Les murs sont recouverts de paniers en métal remplis de bacs en plastique, chacun contenant une partie spécifique nécessaire à la construction d'un humain ou d'un animal synthétique. Étiqueté avec du ruban adhésif et un marqueur, il y a un bac pour les estomacs, un pour les vagins, un pour les rates, etc. Le matériau SynDaver, composé à 85% d’eau (un peu comme un être humain) doit être stocké dans de l’eau sinon il va sécher. Ainsi, chaque bac est rempli d’un niveau de liquide dans lequel les pièces de rechange flotteront. des abominations desséchées peuvent être trouvées partout dans la pièce, comme des rappels lugubres que les pièces doivent être hydratées.
Lorsqu'un corps achevé, ou par exemple une tête, est terminé, il doit également être stocké dans de l'eau jusqu'à son expédition. Une extrémité de la salle de finition abrite des rangées de grandes cuves vertes remplies de corps synthétiques d'aspect réaliste. . Sans doute l’endroit le plus troublant du laboratoire, les bacs renferment des merveilles comme un demi-homme à la peau complète, à l’exception de sa section médiane, avec des intestins flottant hors du corps. Il existe également des éditions terminées des nouveaux dresseurs de chiens, ainsi que divers composants - têtes et muscles de doggo - se heurtant ensemble dans l'eau..
Étant donné que chaque cadavre synthétique fait main est unique dans une certaine mesure, on ne leur attribue pas de numéros de série, mais des noms, qui sont enregistrés sur des bracelets à la cheville. Sakezles dit que tout ce qui a une tête porte un nom, y compris les chiens. Une cuve canine tenant une paire de chiens a indiqué qu'ils étaient «Wynonna» et «Jazzy». Il n'y a pas de système sûr et rapide pour nommer un cadavre SynDaver. Un employé a mentionné qu’il se tournait fréquemment vers Internet pour s’inspirer, ayant déjà gravé les noms de Jeu des trônes personnages. Sinon, ils descendent simplement l'alphabet pour s'assurer qu'ils ne se répètent pas.
Une fois qu'un cadavre synthétique est prêt à être expédié, il est scellé, placé dans des sacs mortuaires standard et envoyé dans des caisses en plastique militaristes qui servent aussi de boîtes de rangement..

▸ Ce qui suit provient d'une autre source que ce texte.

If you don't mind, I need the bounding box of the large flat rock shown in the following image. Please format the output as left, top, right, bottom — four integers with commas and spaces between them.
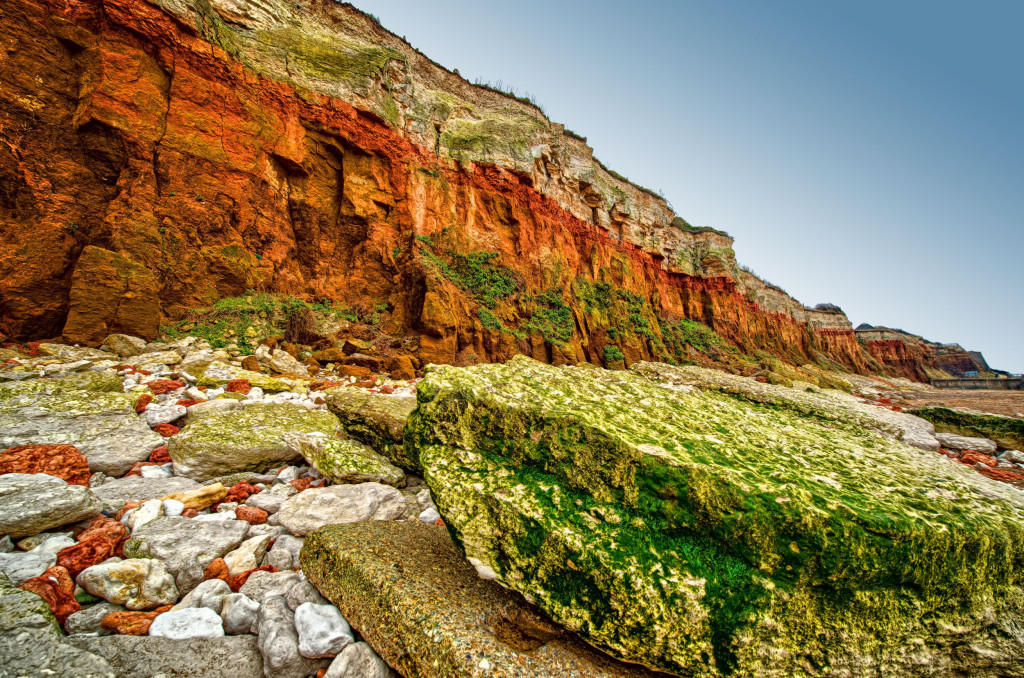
0, 473, 101, 539
0, 387, 164, 476
0, 575, 117, 678
170, 402, 338, 480
302, 522, 653, 678
68, 635, 263, 678
406, 358, 1024, 677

Grâce à leur portabilité, à la nature étonnamment réaliste du matériau SynDaver et à leur construction complexe, les produits de la société trouvent un nombre croissant d'applications. En plus de leurs utilisations dans la formation et l’expérimentation médicales, SynDaver a également trouvé de nouveaux clients dans l’industrie automobile, des émissions de télévision telles que À bas les mythes et L'anatomie de Grey, et le laboratoire de formation médicale Transport de l'armée.

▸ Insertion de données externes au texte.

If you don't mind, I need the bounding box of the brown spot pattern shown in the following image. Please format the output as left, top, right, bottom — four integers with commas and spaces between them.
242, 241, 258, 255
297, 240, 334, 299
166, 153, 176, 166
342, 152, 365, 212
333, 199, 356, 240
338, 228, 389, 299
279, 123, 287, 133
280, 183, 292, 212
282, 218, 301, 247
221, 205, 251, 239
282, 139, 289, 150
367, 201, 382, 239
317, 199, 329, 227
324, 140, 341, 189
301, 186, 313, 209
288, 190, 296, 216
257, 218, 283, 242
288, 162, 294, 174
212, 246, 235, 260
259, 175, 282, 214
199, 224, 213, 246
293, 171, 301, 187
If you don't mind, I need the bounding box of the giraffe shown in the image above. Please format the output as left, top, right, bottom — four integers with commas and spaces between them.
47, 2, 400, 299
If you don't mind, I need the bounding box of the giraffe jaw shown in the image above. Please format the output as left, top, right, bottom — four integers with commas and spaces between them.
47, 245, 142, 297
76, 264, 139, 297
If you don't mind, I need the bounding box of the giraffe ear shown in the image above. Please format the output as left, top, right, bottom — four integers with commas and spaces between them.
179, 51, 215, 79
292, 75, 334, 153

Cependant, même si son activité se développe, Sakezles aimerait éventuellement revenir à sa passion d'origine, à savoir développer des dispositifs médicaux. Grâce à la technologie de SynDaver, il dit qu'il peut désormais faire plus rapidement et plus efficacement..

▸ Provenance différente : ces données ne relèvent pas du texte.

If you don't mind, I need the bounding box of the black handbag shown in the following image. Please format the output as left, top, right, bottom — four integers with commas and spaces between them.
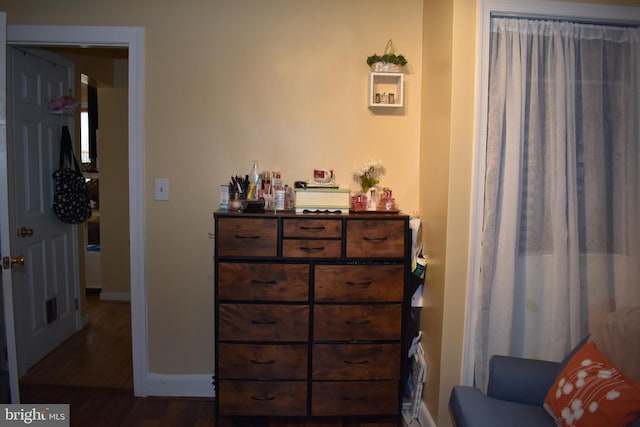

SynDaver continue d’évoluer et d’améliorer ses modèles, en cherchant chaque fois à les rapprocher de l’expérience physique et émotionnelle de travailler avec un être autrefois vivant. Mais à ce stade, Sakezles et son équipe atteignent un niveau d'anatomie granulaire difficile à battre. «C’est un processus qui ne finira jamais. Parce que nous ne pourrons jamais atteindre le niveau des cellules individuelles à moins de cloner des personnes », explique Sakezles. «Ce que nous essayons de faire est impossible. Mais chaque jour, nous nous améliorons un peu.